Al volver yo con la palangana, el doctor ya había remangado un brazo de la camisa del capitán, dejando al descubierto su reciedumbre muscular. Llevaba el brazo del capitán diversos tatuajes de ejecución perfecta y en su antebrazo podía leerse la siguiente leyenda: "Buena suerte — Y también buen viento" y "A Billy Bones nada le importa". Cerca del hombro traía dibujada una horca con la silueta de un hombre colgado de la cuerda. El trazo, a mi juicio, dejaba ver una singular destreza.

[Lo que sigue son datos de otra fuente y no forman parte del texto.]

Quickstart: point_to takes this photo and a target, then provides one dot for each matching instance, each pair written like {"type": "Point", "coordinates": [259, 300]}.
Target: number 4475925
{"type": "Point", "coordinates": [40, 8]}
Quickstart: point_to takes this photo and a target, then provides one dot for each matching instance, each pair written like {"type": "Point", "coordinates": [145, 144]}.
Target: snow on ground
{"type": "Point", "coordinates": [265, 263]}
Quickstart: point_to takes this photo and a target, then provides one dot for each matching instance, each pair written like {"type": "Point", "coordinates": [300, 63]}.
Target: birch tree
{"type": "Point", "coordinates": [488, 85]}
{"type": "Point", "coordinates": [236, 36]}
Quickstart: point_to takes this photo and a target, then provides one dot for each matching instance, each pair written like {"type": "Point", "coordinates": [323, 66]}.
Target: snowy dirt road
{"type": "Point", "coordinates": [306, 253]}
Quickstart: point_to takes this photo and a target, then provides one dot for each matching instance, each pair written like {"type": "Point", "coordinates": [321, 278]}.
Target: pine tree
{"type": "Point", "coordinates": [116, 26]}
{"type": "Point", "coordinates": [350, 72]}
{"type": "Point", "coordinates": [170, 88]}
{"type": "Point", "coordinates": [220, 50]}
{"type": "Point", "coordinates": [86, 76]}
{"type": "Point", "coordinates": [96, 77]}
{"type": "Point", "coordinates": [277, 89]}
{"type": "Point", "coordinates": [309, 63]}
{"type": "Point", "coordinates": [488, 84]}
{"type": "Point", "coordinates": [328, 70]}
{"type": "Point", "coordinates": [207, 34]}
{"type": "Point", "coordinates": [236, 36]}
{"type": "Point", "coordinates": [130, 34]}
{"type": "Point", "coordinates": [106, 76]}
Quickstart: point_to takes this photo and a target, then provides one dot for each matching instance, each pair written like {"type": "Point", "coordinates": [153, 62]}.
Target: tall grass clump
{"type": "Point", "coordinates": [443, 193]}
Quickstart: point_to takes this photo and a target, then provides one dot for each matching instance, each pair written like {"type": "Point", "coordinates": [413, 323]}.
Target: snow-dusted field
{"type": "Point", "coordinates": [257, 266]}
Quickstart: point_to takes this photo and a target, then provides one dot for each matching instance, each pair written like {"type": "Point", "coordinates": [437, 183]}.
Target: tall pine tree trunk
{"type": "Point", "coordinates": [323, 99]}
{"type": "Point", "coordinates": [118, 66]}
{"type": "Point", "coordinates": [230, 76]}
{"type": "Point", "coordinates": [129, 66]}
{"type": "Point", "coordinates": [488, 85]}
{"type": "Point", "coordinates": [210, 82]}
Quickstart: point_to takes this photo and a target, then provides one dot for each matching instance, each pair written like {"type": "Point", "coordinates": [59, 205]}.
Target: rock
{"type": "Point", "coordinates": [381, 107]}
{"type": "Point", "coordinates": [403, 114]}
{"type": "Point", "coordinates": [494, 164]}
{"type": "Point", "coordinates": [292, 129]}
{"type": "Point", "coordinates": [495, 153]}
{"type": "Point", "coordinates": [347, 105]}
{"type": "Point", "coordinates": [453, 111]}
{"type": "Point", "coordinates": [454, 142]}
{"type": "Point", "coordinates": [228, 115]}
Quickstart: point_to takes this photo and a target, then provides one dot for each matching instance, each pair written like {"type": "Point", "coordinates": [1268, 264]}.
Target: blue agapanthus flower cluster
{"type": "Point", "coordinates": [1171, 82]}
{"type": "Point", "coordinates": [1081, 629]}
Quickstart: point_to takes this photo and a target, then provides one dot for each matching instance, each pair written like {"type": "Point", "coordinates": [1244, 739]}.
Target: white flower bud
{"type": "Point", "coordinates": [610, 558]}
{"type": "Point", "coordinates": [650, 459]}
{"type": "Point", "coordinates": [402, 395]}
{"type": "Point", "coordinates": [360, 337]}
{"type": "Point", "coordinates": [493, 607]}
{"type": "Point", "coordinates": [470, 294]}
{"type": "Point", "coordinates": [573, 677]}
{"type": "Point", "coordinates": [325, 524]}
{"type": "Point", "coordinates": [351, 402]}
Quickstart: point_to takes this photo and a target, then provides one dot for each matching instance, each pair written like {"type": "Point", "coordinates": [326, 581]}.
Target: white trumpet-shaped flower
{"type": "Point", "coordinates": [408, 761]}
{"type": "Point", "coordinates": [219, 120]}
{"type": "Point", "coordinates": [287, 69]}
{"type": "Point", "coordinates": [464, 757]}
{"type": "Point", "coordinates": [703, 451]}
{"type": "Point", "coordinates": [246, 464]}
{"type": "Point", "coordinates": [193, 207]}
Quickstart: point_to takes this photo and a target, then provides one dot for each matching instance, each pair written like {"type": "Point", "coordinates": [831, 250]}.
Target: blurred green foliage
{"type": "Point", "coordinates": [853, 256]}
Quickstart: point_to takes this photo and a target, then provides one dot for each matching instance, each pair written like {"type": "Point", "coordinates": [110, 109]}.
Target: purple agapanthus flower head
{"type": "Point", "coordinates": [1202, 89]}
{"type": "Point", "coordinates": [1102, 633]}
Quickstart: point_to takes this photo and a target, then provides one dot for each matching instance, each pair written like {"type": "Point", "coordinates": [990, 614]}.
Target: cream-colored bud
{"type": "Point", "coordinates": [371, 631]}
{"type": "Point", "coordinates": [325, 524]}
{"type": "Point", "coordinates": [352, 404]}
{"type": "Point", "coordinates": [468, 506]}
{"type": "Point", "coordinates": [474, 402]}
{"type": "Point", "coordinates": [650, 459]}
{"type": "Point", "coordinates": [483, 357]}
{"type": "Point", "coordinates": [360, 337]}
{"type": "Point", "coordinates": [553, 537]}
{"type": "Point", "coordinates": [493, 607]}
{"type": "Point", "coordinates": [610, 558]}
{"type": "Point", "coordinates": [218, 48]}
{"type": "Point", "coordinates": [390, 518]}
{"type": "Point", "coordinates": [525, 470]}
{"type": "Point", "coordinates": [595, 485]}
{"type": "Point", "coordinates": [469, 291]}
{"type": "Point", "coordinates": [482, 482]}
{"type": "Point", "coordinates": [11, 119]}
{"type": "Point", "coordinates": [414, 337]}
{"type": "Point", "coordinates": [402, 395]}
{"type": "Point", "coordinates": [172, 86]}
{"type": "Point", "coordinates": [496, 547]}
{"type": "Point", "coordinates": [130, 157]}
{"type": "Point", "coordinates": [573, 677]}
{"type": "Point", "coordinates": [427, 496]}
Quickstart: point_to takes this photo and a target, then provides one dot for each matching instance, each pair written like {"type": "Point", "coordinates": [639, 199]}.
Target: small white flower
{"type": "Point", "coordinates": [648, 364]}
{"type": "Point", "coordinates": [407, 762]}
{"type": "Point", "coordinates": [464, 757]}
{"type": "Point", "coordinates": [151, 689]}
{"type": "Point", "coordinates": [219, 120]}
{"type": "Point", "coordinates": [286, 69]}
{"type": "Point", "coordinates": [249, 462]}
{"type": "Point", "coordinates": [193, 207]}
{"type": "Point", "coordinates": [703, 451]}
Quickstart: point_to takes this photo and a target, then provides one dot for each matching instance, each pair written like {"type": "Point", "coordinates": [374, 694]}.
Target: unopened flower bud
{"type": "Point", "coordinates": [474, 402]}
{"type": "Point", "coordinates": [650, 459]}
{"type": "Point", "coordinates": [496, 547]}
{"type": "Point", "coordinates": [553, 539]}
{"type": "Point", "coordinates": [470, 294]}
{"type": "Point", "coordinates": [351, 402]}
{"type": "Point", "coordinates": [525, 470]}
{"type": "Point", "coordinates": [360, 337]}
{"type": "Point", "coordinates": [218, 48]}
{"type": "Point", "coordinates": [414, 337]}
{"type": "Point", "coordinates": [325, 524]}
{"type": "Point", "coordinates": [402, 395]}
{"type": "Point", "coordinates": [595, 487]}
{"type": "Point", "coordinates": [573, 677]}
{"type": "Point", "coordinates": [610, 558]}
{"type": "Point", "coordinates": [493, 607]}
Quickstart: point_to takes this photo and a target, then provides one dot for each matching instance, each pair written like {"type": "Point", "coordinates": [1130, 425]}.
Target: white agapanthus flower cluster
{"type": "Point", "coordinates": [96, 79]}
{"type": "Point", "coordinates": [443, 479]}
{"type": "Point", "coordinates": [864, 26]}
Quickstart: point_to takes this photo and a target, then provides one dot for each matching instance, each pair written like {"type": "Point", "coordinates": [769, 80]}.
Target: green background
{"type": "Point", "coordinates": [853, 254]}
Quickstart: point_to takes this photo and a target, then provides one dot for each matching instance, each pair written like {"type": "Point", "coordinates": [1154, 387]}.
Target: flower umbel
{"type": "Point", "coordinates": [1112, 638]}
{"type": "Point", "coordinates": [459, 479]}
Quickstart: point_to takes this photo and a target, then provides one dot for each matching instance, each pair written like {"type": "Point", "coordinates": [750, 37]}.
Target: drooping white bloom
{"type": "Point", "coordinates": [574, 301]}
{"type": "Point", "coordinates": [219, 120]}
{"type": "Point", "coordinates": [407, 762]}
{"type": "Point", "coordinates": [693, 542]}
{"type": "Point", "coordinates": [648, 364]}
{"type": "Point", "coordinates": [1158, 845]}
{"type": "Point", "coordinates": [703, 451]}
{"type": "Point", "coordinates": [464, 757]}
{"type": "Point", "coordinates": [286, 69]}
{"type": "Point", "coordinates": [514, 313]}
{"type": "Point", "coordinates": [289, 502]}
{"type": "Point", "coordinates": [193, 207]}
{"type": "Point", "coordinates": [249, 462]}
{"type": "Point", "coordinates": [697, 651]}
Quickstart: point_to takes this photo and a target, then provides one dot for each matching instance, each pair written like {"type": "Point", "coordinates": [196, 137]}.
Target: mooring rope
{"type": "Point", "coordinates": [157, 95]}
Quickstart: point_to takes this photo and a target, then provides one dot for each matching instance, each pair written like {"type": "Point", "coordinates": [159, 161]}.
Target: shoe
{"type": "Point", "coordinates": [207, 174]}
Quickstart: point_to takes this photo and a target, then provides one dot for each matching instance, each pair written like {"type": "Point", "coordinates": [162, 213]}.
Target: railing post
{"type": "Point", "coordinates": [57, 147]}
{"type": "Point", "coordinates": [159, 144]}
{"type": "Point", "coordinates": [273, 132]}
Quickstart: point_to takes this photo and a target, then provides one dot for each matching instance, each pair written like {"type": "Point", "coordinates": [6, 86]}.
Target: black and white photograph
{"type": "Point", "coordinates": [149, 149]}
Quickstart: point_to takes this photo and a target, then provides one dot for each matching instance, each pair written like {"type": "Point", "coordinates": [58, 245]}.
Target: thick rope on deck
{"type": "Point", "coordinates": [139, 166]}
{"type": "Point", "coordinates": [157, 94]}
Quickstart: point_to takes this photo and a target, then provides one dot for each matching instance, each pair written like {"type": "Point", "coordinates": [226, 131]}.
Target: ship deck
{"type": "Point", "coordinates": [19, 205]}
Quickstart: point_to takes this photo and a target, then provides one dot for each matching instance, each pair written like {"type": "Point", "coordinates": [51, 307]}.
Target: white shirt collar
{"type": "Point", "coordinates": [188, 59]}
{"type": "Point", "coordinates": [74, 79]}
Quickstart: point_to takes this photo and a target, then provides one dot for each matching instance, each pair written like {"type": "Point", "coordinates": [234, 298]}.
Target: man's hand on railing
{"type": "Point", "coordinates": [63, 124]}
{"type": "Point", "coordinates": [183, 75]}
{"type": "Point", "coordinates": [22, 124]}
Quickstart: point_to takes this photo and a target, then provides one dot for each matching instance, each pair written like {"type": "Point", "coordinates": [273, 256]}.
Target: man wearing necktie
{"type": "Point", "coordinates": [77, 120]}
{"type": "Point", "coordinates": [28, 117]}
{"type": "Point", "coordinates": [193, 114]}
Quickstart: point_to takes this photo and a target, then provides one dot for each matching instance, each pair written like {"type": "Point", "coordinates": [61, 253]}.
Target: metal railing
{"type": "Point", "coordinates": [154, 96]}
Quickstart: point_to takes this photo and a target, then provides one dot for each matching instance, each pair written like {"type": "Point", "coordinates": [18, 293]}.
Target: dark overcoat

—Es profético —dijo el doctor, señalando con un dedo el dibujo—. Y ahora, señor Billy Bones, si ése es vuestro nombre, veamos el color de vuestra sangre. Jim —me preguntó entonces—, ¿te asusta ver sangre?

—No, señor —le respondí.

—Bueno; en tal caso, sostén la palangana.

Dicho esto, cogió la lanceta y le abrió una vena.

Un gran chorro de sangre brotó antes de que el capitán se decidiera a abrir los ojos y mirara a su alrededor como extraviado. Primero, al reconocer al doctor, frunció el entrecejo, y al advertir luego mi presencia, pareció aliviarse un poco. De súbito, cambió de color y trató de incorporarse al tiempu que preguntaba:

—¿Dónde está Perro Negro?

—No hay ningún perro negro aquí —le respondió el doctor—, si no es el que traéis marcado en la espalda. Os excedisteis en la bebida y habéis sufrido el ataque que ya os anuncié. Muy a mi pesar, os he salvado de la muerte. Y ahora, amigo Bones...

—No me llamo así —le replicó éste.

—Me importa un comino —contestó el doctor—. Tal es el nombre de un bucanero conocido mío, y os llamo así con el fin de abreviar. Sólo tengo que advertiros una cosa: un vaso más de ron puede acabar con vuestra vida. Si probáis de nuevo, seguro que repetiréis una vez y otra. Os apuesto mi peluca que, de no cortar por lo sano, no tardaréis en morir. ¿Queda claro? Os moriréis e iréis a ocupar el lugar que os corresponde, como dice la Biblia. Haced un pequeño esfuerzo. Por esta vez, os ayudaré a meteros en la cama.

Entre los dos, con un gran esfuerzo, logramos subirlo por las escaleras y dejarlo al fin acostado en su cuarto. Cayó la cabeza sobre la almohada como si hubiera sufrido un desmayo.

—Y ahora —le dijo el doctor— recordad esto que os digo con objeto de tranquilizar mi conciencia: otra gota de ron y sois hombre muerto.

Una vez hubo dicho esto, se encaminó hacia la habitación de mi padre cogiéndome del brazo.

—No ha sido nada de importancia —me explicó apenas hubo cerrado la puerta del cuarto del capitán—. Le he sacado la sangre suficiente para que permanezca quieto por un tiempo. Debe guardar cama una semana entera. Será la mejor solución para él y también para ti, pero te advierto que otro ataque parecido lo llevaría al sepulcro sin duda alguna.